Nassau County Comptroller Jack Schnirman held a virtual award ceremony on May 20 as part of Asian American and Pacific Islander Heritage Month in which Waheed Siddiqui, the coordinator of Westbury’s Islamic Center of Long Island food pantry, was among the award recipients.
Siddiqui has been a volunteer for the Islamic Center of Long Island’s Board of Trustees for nine years. He has been a member of the center for more than 26 years.
“Similar to the credence of the Islamic Center of Long Island, Mr. Siddiqui believes it is critically important to be involved in your community and give back wherever you can,” Schnirman said. “In 2020, during the height of the Covid pandemic, the Islamic Center community took note of families that faced the devastation of not having enough food to eat.”
A full-service food pantry was launched by the Islamic Center of Long Island to serve those who struggled to put food on the table amid the financial crisis that paired with the pandemic. Saddiqui has been serving as the pantry’s manager, a volunteer position.
This undertaking includes coordinating every function of the pantry from picking up the food from Island Harvest, organizing pantry shelves, bagging the food for recipients and distributing the food to local residents three days a week.
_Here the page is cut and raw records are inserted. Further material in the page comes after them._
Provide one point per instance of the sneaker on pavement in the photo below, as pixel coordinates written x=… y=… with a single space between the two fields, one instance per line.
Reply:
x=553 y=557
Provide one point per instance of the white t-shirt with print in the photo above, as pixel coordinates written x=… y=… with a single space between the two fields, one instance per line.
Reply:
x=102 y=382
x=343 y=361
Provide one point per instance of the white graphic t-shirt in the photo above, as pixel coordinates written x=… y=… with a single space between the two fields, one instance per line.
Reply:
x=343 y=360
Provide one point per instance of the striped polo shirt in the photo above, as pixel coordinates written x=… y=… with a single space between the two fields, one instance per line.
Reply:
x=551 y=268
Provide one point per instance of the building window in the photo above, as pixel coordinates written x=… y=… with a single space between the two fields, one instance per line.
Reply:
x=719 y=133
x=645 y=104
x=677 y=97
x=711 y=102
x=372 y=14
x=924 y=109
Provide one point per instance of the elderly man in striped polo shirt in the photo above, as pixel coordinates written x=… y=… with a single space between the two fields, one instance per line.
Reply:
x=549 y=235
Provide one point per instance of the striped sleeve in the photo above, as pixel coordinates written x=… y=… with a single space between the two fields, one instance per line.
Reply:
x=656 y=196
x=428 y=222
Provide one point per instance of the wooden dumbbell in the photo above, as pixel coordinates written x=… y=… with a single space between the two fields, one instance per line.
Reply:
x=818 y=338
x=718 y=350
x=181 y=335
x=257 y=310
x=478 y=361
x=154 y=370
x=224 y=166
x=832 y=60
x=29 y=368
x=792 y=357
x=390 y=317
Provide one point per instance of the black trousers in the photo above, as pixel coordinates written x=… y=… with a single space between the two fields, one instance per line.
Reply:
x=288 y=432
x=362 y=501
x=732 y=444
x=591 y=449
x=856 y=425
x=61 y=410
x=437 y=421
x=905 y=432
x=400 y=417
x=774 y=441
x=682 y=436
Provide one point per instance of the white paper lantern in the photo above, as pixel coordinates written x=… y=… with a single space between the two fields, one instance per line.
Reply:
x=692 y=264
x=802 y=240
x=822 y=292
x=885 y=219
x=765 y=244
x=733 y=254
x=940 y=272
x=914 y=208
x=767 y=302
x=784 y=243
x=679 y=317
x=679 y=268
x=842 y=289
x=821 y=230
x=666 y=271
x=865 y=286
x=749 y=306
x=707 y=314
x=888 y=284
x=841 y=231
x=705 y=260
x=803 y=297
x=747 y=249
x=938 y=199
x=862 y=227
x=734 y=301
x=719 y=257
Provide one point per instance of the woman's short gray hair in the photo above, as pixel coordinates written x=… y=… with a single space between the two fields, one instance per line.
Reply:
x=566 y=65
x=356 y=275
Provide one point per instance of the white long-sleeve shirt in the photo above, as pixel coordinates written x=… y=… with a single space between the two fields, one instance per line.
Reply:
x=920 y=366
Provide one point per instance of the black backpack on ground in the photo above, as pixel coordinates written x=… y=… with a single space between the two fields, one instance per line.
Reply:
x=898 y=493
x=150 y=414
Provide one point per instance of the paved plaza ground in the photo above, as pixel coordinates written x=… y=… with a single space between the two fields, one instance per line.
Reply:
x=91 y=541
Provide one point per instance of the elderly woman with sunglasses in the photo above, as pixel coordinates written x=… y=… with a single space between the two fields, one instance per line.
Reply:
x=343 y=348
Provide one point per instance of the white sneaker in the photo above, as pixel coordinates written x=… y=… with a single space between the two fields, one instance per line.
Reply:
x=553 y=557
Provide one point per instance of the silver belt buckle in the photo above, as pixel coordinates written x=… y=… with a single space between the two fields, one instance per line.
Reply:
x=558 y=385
The pantry serves 200 families a week.
Saddiqui said he appreciated being honored by the Comptroller’s Office. “I believe we need to give to the community,” he said. “It’s been a humble experience to see the people we could help and I’m honored to receive this award.”
Other award recipients included Minsun Kim, the founder of the Long Island Conservatory of Music, Guodong Zhang, the president of the Long Island Chinese and American Association, and student organizers of Rally Against Asian Hate.
Dr. Gary Mar, the founding director of Stony Brook University’s Asian American Center Bridge, also attended the ceremony as a guest speaker to discuss the achievements of Americans and Pacific Islanders throughout history on the island and across the country. He also discussed the struggles faced by the community over the years.
“Here in the comptroller’s Office, a key focus of ours is always promoting and understanding the most up to date data so that policy makers can form decisions on how to better serve our communities,” Schnirman said. “We put together a series over the last several years of reports under the theme of ‘This is Nassau.’”
Schnirman said his office has been highlighting census data to display who makes up the county in the present and the future so policy makers can support and celebrate Nassau’s population. The office, Schnirman added, has also been releasing fact sheets to enhance transparency and on May 20, a fact sheet about Asian Americans and Pacific Islanders in Nassau County was released by the office [see sidebar].
According to this data, Asian Americans and Pacific Islanders make up 9.7 percent of Nassau County’s population, a 32.6 percent increase from 2010 to 2019. Almost 10 percent of the Asian American and Pacific Islanders living in Nassau County are veterans and 15,866 businesses in the county are Asian-owned.
“There are so many other ways that the AAPI community contributes to making Nassau County a great place,” Schnirman said. “I’d be remise to not mention the violence, on a more serious level, and the hate that has been directed towards this community. We stand together against it and we will not tolerate it.”
According to a recent national report from Stop AAPI Hate from March 19, 2020 to March 31, 2021 the number of hate incidents reported to the center increased by 74 percent.
“This took the form of verbal harassment, physical assault and civil rights violations, online harassment and more,” Schnirman said.
And tragically, he added, these incidents often go under-reported. “We got our work cut out for us,” he said. “We must do better. We just can’t allow this.”